[ 
https://issues.apache.org/jira/browse/KAFKA-3471?page=com.atlassian.jira.plugin.system.issuetabpanels:all-tabpanel
 ]

Yuto Kawamura updated KAFKA-3471:
---------------------------------
    Description: 
 tl;dr;
Partition.checkEnoughReplicasReachOffset should see the number of followers 
which are already caught up until requiredOffset instead of high watermark to 
consider whether there are enough number of replicas for a produce request.

# Description
Just recently I found an interesting metric on our Kafka cluster.
During the peak time, the number of produce requests significantly decreased 
only on single broker. Let's say this broker's id=1.
- broker-1 holds leadership for 3 partitions of the topic T.
- For each producer they configured to have acks=all.
- broker-1 contains some topics and each topic is configured to have 3 
replicas, and min.insync.replicas is configured to 2.
- For the partition 1 of topic T(T-1) there are 3 replicas namely: 
broker-1(leader), broker-2(follower-A), broker-3(follower-B).
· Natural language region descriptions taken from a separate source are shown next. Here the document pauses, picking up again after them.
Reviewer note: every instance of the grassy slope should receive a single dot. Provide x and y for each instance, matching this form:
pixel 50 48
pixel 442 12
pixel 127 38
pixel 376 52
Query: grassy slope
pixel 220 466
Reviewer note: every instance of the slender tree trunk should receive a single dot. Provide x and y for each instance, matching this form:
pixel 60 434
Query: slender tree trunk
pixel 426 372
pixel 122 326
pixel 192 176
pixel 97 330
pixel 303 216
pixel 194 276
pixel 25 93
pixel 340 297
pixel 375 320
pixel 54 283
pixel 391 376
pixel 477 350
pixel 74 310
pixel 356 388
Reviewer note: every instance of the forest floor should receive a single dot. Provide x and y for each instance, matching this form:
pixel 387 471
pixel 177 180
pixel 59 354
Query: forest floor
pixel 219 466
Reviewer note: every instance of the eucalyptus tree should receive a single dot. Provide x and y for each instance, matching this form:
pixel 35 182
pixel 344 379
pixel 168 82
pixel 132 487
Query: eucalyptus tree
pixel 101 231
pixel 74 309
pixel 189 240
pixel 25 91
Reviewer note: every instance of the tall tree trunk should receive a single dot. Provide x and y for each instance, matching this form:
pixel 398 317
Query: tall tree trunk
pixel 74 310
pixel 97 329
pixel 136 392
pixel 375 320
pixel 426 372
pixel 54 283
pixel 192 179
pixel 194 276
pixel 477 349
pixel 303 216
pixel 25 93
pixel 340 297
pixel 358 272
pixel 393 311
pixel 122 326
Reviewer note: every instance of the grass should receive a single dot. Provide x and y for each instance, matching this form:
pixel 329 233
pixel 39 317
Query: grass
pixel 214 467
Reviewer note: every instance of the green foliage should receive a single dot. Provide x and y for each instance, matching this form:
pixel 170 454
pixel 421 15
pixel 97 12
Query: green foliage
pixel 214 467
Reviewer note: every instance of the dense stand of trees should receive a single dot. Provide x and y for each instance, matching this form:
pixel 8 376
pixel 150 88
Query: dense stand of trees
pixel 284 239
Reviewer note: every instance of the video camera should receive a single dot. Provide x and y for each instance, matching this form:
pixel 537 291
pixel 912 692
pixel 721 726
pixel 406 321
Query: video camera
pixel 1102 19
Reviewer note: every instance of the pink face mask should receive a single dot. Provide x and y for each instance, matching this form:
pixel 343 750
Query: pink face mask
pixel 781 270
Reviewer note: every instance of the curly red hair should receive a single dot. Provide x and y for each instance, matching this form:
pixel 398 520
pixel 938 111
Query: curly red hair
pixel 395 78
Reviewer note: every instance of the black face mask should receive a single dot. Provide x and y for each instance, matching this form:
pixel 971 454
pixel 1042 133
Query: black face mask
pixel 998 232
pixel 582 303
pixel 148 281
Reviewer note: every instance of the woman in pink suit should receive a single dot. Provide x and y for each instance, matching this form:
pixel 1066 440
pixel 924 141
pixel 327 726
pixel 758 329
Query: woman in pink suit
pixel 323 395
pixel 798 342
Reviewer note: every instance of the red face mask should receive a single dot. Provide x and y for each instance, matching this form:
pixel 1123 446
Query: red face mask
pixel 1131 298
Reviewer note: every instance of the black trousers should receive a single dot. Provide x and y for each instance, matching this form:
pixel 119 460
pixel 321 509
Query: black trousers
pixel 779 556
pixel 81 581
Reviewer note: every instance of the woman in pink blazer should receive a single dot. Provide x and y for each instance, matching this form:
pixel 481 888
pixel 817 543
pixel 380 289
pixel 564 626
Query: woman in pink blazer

When I see the logs of broker-1, there was lot's of logs indicating ISR expand 
and shrink happening frequently for T-1.
After investigating a while, we restarted broker-1 and unexpectedly continuous 
ISR expand/shrink had gone.
Since it is highly likely a state corruption issue(because it's fixed by a 
simple restart) and it's never reproduced after a broker restart,
unfortunately, but we lost clue to understand what was happening actually so 
until today I'm not knowing the cause of this phenomenon.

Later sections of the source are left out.